R1-2409744
discussion
Other aspects of AI/ML model and data
From Intel
Summary
Intel presents 15 proposals and 7 observations regarding AI/ML model identification and transfer mechanisms for NR Rel-19, specifically focusing on CSI compression use cases. The document argues for model-ID-based identification to enable granular Life Cycle Management (LCM) and proposes prioritizing model transfer/delivery Case z4 (open format, known structure) while deprioritizing Case z1 (proprietary format). It details procedures for associating model IDs with data collection configurations and datasets to facilitate inter-vendor collaboration.
Position
Intel proposes supporting model-ID-based identification for two-sided CSI compression models to enable finer granularity in Life Cycle Management (LCM) compared to functionality-level identification. They argue that MI-Option 1 (data collection configuration), MI-Option 2 (dataset transfer), and MI-Option 3 (model transfer from NW) are all applicable and beneficial for CSI compression, with specific emphasis on UE-specific model IDs for dataset-based identification. Intel presents a technical case against model transfer/delivery Case z1, proposing its deprioritization in Rel-19 due to the burden of offline cross-vendor collaboration and limited benefits over Case y. Conversely, they propose supporting Case z4 (open format, known structure) and Case y, suggesting the specification of a family of known model structures to alleviate inter-vendor alignment burdens. They further propose that for Case z4, the network should transfer parameters for known structures reported by the UE, with support for partial parameter updates and a defined minimum application time for inference readiness.
Key proposals
- Proposal 1 (Functionality and Model Identification): Consider support of model-ID-based identification for two-sided models for CSI compression by enabling the network to provide a model ID to the UE for model identification type B.

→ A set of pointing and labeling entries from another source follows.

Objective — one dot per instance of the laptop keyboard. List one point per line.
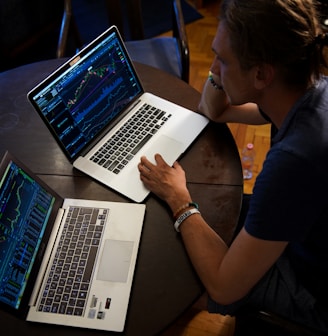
(116, 153)
(66, 289)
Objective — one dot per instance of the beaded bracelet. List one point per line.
(184, 216)
(212, 81)
(183, 207)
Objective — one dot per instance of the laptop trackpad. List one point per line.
(115, 261)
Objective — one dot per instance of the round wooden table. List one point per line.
(165, 283)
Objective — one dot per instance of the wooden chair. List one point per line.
(170, 54)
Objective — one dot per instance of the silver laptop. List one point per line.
(98, 112)
(64, 261)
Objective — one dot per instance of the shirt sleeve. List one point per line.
(285, 201)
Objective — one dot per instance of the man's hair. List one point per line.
(283, 33)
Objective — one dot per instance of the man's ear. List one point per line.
(264, 75)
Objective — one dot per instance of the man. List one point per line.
(267, 67)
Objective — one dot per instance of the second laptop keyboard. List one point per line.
(116, 153)
(67, 286)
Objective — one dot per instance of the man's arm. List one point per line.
(214, 105)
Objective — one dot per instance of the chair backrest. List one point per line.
(130, 9)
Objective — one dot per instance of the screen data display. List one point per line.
(24, 212)
(82, 101)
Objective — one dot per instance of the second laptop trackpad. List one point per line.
(115, 261)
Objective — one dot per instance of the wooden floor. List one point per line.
(197, 321)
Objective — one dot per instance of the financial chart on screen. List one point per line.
(80, 103)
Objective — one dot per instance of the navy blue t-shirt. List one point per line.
(290, 196)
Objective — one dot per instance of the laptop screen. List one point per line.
(25, 210)
(90, 90)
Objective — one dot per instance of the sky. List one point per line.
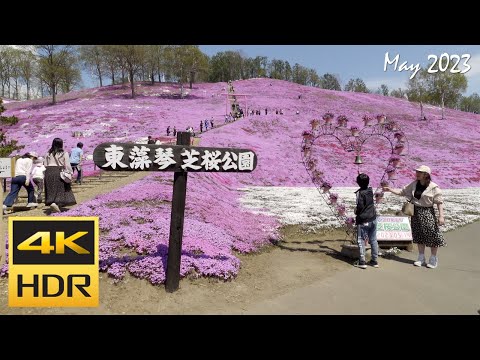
(364, 61)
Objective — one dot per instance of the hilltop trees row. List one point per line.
(43, 69)
(49, 69)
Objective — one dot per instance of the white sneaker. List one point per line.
(433, 262)
(420, 261)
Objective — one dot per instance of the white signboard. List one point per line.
(5, 167)
(396, 228)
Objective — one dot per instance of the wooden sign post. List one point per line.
(181, 159)
(7, 167)
(394, 231)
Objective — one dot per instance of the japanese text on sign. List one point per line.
(172, 158)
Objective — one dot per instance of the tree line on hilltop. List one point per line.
(34, 71)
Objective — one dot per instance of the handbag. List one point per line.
(408, 208)
(65, 175)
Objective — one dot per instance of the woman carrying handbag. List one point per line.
(58, 193)
(424, 193)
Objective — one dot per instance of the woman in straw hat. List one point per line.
(424, 193)
(23, 170)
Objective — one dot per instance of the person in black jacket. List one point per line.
(366, 221)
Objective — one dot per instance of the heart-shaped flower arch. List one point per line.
(352, 139)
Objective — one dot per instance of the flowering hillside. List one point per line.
(135, 220)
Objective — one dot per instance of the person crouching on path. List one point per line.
(424, 193)
(23, 171)
(57, 192)
(366, 220)
(76, 157)
(38, 174)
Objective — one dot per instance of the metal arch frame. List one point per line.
(345, 137)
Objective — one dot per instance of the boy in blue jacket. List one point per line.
(366, 220)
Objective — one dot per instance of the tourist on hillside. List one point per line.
(38, 175)
(424, 193)
(76, 157)
(366, 220)
(22, 177)
(57, 192)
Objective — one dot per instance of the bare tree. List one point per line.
(54, 65)
(133, 57)
(93, 59)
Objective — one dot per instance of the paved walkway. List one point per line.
(397, 287)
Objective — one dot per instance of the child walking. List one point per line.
(366, 220)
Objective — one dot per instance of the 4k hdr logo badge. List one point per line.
(53, 262)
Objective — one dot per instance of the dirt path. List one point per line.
(297, 262)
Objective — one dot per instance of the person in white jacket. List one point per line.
(23, 170)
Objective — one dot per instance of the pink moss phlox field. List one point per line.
(135, 226)
(135, 219)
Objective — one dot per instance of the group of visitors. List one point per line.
(38, 174)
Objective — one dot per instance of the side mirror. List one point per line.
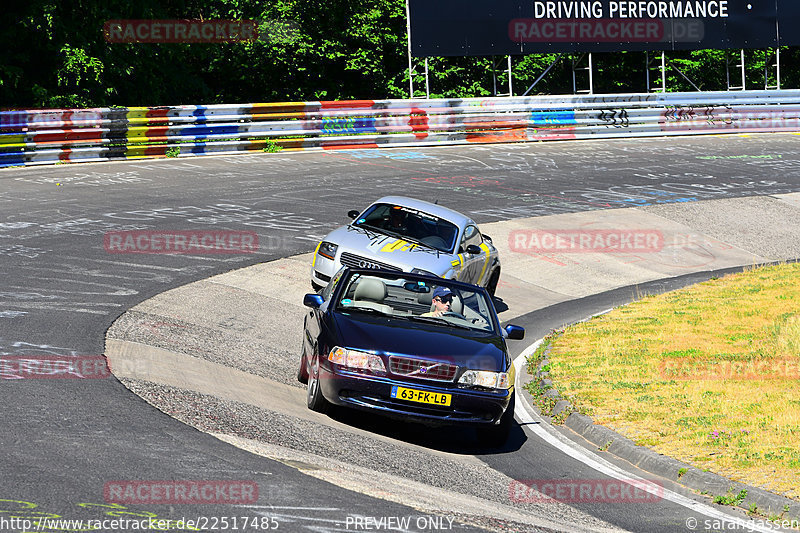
(418, 287)
(313, 301)
(474, 249)
(515, 333)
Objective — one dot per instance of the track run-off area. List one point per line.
(212, 340)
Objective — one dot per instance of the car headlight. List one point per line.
(486, 379)
(328, 250)
(356, 359)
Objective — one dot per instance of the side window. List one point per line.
(471, 236)
(326, 292)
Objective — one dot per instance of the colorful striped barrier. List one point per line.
(48, 136)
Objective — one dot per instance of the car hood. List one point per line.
(382, 248)
(468, 349)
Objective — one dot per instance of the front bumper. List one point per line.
(373, 393)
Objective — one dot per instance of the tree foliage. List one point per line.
(55, 55)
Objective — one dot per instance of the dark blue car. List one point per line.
(410, 346)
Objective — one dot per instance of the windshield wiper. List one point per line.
(440, 321)
(403, 237)
(371, 310)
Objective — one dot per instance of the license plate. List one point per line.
(413, 395)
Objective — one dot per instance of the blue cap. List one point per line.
(440, 291)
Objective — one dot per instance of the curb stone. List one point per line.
(653, 462)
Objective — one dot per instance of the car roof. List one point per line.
(434, 280)
(433, 209)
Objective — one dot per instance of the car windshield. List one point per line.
(412, 224)
(438, 303)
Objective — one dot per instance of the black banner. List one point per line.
(518, 27)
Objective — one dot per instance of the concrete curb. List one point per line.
(653, 462)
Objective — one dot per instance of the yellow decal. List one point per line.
(485, 262)
(314, 261)
(398, 245)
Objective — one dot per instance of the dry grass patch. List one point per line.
(707, 374)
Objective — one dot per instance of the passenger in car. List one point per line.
(441, 302)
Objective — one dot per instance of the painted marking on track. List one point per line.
(541, 429)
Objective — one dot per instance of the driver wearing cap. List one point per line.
(442, 299)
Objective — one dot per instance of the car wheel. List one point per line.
(496, 436)
(302, 372)
(491, 287)
(316, 401)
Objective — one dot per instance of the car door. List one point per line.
(312, 324)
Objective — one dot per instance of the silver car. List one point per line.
(400, 233)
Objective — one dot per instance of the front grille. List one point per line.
(421, 369)
(356, 261)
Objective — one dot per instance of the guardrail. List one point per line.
(48, 136)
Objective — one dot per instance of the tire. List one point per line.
(302, 371)
(316, 401)
(497, 435)
(491, 287)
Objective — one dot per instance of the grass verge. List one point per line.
(708, 374)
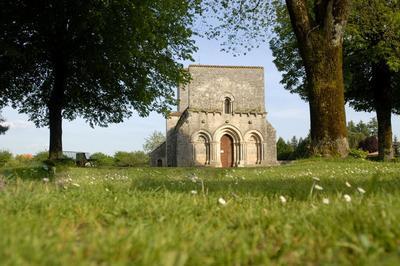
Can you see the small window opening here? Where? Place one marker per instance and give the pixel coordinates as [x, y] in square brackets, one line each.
[227, 106]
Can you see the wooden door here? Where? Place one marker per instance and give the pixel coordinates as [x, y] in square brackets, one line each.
[226, 151]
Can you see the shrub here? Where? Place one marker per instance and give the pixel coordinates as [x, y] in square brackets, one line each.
[5, 157]
[356, 153]
[369, 144]
[284, 150]
[303, 149]
[129, 159]
[101, 159]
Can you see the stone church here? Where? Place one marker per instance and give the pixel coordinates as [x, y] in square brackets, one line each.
[220, 122]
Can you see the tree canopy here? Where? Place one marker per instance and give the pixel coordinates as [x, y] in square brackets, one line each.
[371, 60]
[99, 60]
[3, 128]
[317, 27]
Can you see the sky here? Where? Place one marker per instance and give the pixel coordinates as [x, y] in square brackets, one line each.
[286, 112]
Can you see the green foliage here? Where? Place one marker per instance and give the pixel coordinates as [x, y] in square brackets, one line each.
[3, 128]
[286, 52]
[153, 141]
[239, 25]
[284, 150]
[303, 149]
[371, 42]
[369, 144]
[101, 159]
[130, 159]
[99, 60]
[111, 216]
[5, 157]
[356, 153]
[360, 131]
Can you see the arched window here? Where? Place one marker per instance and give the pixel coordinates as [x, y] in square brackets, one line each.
[202, 150]
[227, 105]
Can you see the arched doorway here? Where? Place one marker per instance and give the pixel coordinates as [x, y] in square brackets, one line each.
[226, 151]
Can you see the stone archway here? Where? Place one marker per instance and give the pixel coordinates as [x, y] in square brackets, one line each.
[201, 148]
[254, 150]
[226, 151]
[231, 137]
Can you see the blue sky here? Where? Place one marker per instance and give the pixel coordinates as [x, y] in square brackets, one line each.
[287, 113]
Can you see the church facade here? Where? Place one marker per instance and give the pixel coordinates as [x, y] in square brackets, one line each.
[220, 122]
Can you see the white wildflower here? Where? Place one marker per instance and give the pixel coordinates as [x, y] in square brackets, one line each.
[347, 197]
[325, 201]
[361, 190]
[318, 187]
[194, 178]
[283, 199]
[221, 201]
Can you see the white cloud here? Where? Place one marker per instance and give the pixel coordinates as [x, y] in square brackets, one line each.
[290, 113]
[16, 124]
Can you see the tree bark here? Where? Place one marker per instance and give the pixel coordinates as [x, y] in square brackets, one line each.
[55, 106]
[320, 42]
[383, 107]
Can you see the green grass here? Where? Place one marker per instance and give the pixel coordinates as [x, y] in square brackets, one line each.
[149, 216]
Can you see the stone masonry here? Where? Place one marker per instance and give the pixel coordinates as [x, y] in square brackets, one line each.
[220, 122]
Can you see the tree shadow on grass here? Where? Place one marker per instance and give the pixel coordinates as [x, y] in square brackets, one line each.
[298, 188]
[26, 173]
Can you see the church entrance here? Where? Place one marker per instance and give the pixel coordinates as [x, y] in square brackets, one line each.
[226, 151]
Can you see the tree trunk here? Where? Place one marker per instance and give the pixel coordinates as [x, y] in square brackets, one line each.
[320, 40]
[326, 99]
[55, 106]
[383, 107]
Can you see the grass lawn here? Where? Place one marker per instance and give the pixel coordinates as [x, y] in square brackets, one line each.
[167, 216]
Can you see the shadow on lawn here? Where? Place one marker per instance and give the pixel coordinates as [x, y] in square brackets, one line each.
[295, 188]
[27, 173]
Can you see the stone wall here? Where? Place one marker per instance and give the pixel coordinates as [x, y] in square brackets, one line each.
[194, 132]
[211, 84]
[159, 155]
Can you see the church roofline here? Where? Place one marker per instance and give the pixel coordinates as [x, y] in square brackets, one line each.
[228, 66]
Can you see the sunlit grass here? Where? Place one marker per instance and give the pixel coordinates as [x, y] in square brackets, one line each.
[294, 214]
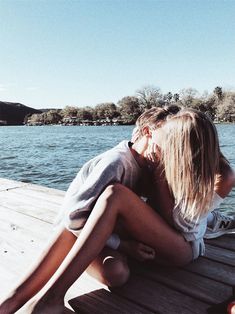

- Proposal 2 (On MI-Option 1): For model identification with data collection configurations, consider options where model IDs are either determined prior to the assignment of an Associated ID or assigned at the time of association.
- Proposal 3 (On MI-Option 1): MI-Option 1 is applicable and beneficial for CSI compression using two-sided models, enabling model-level granularity for LCM operations.
- Proposal 4 (On MI-Option 2): For model identification with dataset transfer, model IDs should be UE-specific and can be assigned/reported by the UE or determined based on a relationship with a provided 'ID-X' for the dataset.
- Proposal 5 (On MI-Option 2): To alleviate inter-vendor coordination reliance, specify candidate values for dataset characteristics such as format, size, and normalization details.
- Proposal 6 (On MI-Option 2): MI-Option 2 is applicable for two-sided CSI compression models, including generalized and localized models trained at the UE-side or UE-side OTT server.
- Proposal 7 (On MI-Option 3): For model identification in model transfer from NW to UE, the UE performs identification to request a model and ID, with transfer provisioned in response to explicit or implicit requests.
- Proposal 8 (Model Transfer/Delivery): Deprioritize model transfer/delivery Case z1 in Rel-19 due to limited benefit compared to Case y, large offline cross-vendor collaboration burden, and storage burdens on the 3GPP network.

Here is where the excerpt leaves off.